Dicen que el mar es como una mujer, pero menos peligroso. Y aunque fuera cierto, yo hubiera muerto por ella, o mejor dicho, hubiera dado la vida.
Y mi obituario proclamaría que había vivido mucho en tan poco tiempo, que había logrado casi todo en la vida y que había sido un buen hombre; sin duda omitiendo las malas costumbres y unos cuantos vicios de los que estoy hecho y no reniego.
Lo que tampoco diría, era que había conquistado el mar de la espalda de una mujer que siempre le iba de frente a todo.


¿Al final de la vida, quién escribe su propia biografía? ¿Quién la lee?, sino el que la ha vivido. Hay mujeres que son un laberinto, un acertijo por descifrar. Hay mujeres imposibles, y después ella, mujer mar; donde todas fluían en un mismo remolino, donde el amor era un naufragio y sobrevivirlo era extinguir en su cuerpo la noche.

Si algo aprendí de ella, era que solo importaba lo vivido, y que algunas marcas no siempre eran cicatrices, sino tatuajes donde uno guardaba en la piel un momento. Dormida, ella era una ola en reposo que bañaba las sábanas. Y yo, qué más quería, que recostarme a la orilla de su almohada a contemplar el raro milagro que era esa mujer en calma.

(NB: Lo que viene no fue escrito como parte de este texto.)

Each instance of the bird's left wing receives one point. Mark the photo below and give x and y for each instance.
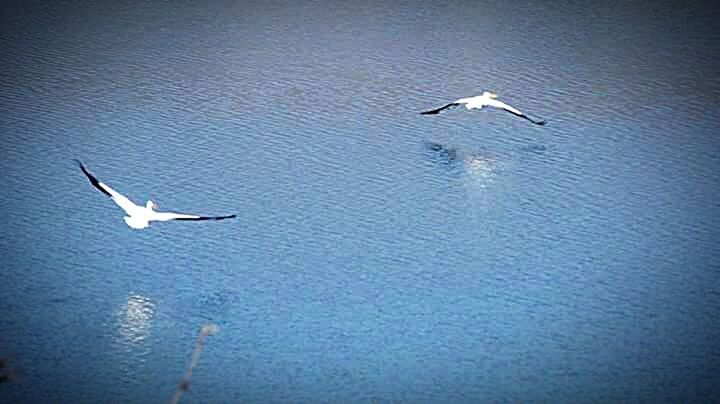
(121, 200)
(165, 216)
(512, 110)
(437, 110)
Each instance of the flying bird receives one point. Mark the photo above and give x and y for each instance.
(138, 216)
(487, 99)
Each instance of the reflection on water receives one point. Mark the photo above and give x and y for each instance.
(135, 319)
(478, 170)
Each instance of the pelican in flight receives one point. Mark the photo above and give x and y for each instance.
(487, 99)
(139, 217)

Y entre latidos, trataba de adentrarme en sus sueños. No por pretender que me soñara, o por adueñarme de ellos, sino por estar. El simple hecho de estar, para nosotros, era querer. Con ella tantas cosas eran querer, menos las cosas con las que quiere la gente que piensa que quiere.

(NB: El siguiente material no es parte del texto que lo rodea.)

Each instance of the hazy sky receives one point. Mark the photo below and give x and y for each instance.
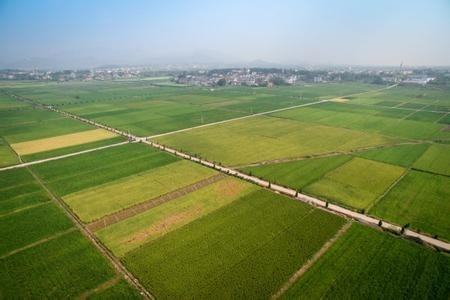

Los diálogos más importantes, no estaban hechos de palabras sino de silencios, de pequeñas pausas o gestos callados, que nos recordaban que al otro lado, aunque el corazón fuera arisco, también quería. Amarla era un juego donde nunca se sabían las reglas, donde el premio era la vida; perderla o vivirla. Después de todo, cómo no amarla, si por ella el amor era amor, y el mar era ella.